In a 1990 lecture at The Heritage Foundation, Thatcher summarized her conservative political philosophy. She said that liberalism's approach to government and society was "fed by a mixture of high-brow dogma and low-brow self-indulgence." Ronald Reagan, she said, shared her philosophy, which is why he, too, cut taxes and began removing regulations that restricted free enterprise and risk-taking. America's economy, which had been stagnant, responded with the biggest post-war boom in history.
Such lessons have been forgotten, or deliberately suppressed, in Britain and America. The failure of strong conservative leadership has allowed Blair and his Labour Party to resurrect big government.
Thatcher spoke of self-restraint. The Blair government - which has also presided over same-sex "marriage" and child adoption by nearly any adult in any living arrangement - fears the words "no," "enough" and "no further."

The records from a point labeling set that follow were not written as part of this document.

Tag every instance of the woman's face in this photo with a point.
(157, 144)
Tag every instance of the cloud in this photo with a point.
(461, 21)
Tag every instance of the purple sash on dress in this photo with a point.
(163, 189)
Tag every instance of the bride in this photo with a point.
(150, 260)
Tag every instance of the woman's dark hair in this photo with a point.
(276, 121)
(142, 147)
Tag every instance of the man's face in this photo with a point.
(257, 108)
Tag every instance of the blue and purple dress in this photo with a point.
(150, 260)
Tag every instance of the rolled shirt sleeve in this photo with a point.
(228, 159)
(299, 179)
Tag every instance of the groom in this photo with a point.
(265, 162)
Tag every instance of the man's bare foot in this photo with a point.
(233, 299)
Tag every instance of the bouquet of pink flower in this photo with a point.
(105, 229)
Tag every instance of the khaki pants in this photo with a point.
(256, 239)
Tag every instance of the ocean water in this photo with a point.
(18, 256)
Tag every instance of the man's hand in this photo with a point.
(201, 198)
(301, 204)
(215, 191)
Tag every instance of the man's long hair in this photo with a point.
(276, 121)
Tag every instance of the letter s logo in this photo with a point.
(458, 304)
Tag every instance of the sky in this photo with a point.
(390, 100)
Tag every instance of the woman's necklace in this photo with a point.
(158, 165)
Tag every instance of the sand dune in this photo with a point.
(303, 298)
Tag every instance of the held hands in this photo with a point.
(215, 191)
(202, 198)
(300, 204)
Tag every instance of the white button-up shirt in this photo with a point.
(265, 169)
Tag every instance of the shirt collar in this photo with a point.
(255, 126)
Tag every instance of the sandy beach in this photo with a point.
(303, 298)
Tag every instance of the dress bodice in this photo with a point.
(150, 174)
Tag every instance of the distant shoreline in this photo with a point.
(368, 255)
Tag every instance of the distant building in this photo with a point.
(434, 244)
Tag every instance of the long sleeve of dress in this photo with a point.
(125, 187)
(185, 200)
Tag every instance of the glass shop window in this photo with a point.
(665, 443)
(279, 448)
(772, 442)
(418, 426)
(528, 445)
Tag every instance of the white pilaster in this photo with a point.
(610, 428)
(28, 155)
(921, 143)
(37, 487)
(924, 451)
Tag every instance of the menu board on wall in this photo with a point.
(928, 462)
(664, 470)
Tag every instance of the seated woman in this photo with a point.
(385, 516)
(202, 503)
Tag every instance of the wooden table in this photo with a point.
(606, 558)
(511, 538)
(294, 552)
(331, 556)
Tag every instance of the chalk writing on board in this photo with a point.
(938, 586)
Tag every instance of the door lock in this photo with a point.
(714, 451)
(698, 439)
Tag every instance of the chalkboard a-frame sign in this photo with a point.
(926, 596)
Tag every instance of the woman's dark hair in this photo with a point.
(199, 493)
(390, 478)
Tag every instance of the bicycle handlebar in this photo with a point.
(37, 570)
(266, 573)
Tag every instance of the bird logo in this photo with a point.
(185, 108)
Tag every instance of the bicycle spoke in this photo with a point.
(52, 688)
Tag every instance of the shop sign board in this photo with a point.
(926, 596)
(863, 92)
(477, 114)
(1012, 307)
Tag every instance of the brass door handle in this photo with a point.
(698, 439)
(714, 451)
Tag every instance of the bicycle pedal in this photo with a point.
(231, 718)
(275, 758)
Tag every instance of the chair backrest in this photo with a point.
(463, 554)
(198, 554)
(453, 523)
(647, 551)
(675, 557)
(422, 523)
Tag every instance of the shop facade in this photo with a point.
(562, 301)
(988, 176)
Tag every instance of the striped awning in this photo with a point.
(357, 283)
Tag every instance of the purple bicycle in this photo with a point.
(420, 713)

Commenting on growing government, a Dec. 30 editorial in The Daily Telegraph said, "By bloating the state in this way, Labour has created a caste of people with a vested interest in pursuing certain policies. It doesn't much matter how we vote, nationally or locally, as long as decisions are in the hands of strategy coordinators and policy directors."
Britain has retreated from the days of Margaret Thatcher, who said, "A man's right to work as he will, to spend what he earns, to own property, to have the state as servant and not as master. These are the British inheritance. They are the essence of a free country." The alternative is a less-free country, which is what Britain is again becoming.
Perhaps this is due to what was summed up by another "Thatcherism": "Many of our troubles are due to the fact that our people turn to politicians for everything."
In his New Year's address, Tony Blair strongly suggested he does not intend to discourage them.